30.11.2022 Ein Roman zur Jahreszeit? Alexei Salnikows Gripperoman "Petrow hat Fieber" rückt der Krankheit und einer mordlüsternen Ehefrau mit viel Wodka zu Leibe. Die FR bedankt sich und ruft Prost. Dlf Kultur plädiert mit dem Verwaltungsrechtler Jens Kersten dafür, dem Schutz der Natur Verfassungsrang einzuräumen. Und sie lernt vom Ethnologen Rolf Lindner die Kunst des Abstandhaltens im Gedränge. Der SZ ist Moritz Baßlers Breitseite gegen den "Populären Realismus" zu geschmäcklerisch.

29.11.2022 Die SZ staunt über Gün Tanks Roman "Die Optimistinnen", der sehr zärtlich von Gastarbeiterinnen, Freundschaften und lieben Männern mit buschigen Augenbrauen erzählt. Der DlfKultur freut sich über die deutsche Entdeckung von Randall Kenans Roman "Der Einfall der Geister". Die FAZ wappnet sich mit Peter Longerich, Peter Reichel und Volker Ullrich für das Jahr 1923. Der Dlf verdankt Leonid Wolkow erhellende Einblicke in Putins Machtapparat.

28.11.2022 Die FAZ freut sich, dass Dr. Seuss' Schlummerbuch jetzt endlich auch auf Deutsch zu lesen ist. Mit großer Freude, aber auch mit Bedauern liest sie den letzten Band der Kommissar-Gordon-Reihe. Die FR lernt von Rachel Kushers "Harten Leuten" sich von den USA nicht einschüchtern zu lassen. Der Dlf verschlingt Honorée Fanonne Jeffers' Epos "Die Liebeslieder von W.E.B. Du Bois", das von Diskriminierung und Emanzipation, Black Power und Selbstdegradierung erzählt.

26.11.2022 Die FAZ taucht fasziniert ein in Joshua Groß’ betörende Dystopie „Prana Extrem“. Die FAS demonstriert mit Elfriede Jelinek gegen das Münchner Finanzamt. Die NZZ staunt, wie subtil Shirley Jackson bereits vor knapp siebzig Jahren ihre Mutterschaft sezierte. Die taz liest erschüttert Jeffrey Veidlingers Geschichte der Pogrome in der Ukraine. Außerdem rät sie dringend zur Entdeckung von Tillie Olsen, die ihr in „feinster Spracharbeit“ von Armut, Rassismus und den unterdrückten Stimmen der Literatur erzählt.

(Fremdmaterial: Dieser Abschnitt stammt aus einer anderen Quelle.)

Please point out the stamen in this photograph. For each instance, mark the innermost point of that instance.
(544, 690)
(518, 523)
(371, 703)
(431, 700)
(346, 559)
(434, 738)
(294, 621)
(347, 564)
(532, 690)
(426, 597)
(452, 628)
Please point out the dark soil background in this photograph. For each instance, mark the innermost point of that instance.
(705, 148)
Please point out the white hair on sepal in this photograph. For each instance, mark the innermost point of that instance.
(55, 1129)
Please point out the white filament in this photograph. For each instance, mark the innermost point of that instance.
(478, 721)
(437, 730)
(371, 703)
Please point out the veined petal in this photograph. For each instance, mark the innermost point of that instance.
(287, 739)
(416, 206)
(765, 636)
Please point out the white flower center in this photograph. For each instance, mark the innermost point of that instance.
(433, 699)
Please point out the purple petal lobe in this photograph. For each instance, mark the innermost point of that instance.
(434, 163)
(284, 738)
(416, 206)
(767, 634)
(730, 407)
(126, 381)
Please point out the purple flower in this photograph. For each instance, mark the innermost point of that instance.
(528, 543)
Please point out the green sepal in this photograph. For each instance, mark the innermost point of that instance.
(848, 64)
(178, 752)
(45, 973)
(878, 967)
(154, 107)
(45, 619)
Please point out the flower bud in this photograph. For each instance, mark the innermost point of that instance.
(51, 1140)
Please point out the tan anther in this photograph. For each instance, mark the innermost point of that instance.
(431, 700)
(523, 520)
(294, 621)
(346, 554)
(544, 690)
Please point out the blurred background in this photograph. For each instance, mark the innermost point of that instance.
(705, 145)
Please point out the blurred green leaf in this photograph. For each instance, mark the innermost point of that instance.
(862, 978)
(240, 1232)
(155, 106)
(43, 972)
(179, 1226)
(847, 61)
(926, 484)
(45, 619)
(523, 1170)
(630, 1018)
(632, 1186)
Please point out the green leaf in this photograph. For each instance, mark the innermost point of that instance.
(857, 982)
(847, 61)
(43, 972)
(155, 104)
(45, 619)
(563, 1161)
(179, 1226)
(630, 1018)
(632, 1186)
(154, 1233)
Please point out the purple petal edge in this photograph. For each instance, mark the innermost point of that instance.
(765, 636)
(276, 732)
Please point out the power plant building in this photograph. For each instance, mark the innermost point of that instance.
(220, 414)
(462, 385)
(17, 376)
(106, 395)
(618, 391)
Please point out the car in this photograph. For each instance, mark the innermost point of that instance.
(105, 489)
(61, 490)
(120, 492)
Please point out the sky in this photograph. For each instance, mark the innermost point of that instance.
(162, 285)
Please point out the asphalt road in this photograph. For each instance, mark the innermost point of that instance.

25.11.2022 Die FAZ blättert begeistert in Erna Wagner-Hehmkes Fotos über den Gründungsakt der deutschen Verfassung. Die NZZ lässt sich von Daniel Ryser das dramatische Leben des Rappers Stress erzählen. Die SZ lauscht indes Chantal Akerman, die ihr eine grausame Mutter-Tochter-Geschichte erzählt. Ganz anders als andere Einwanderergeschichten erscheint dem Dlf Dincer Gücyeters "Deutschlandmärchen".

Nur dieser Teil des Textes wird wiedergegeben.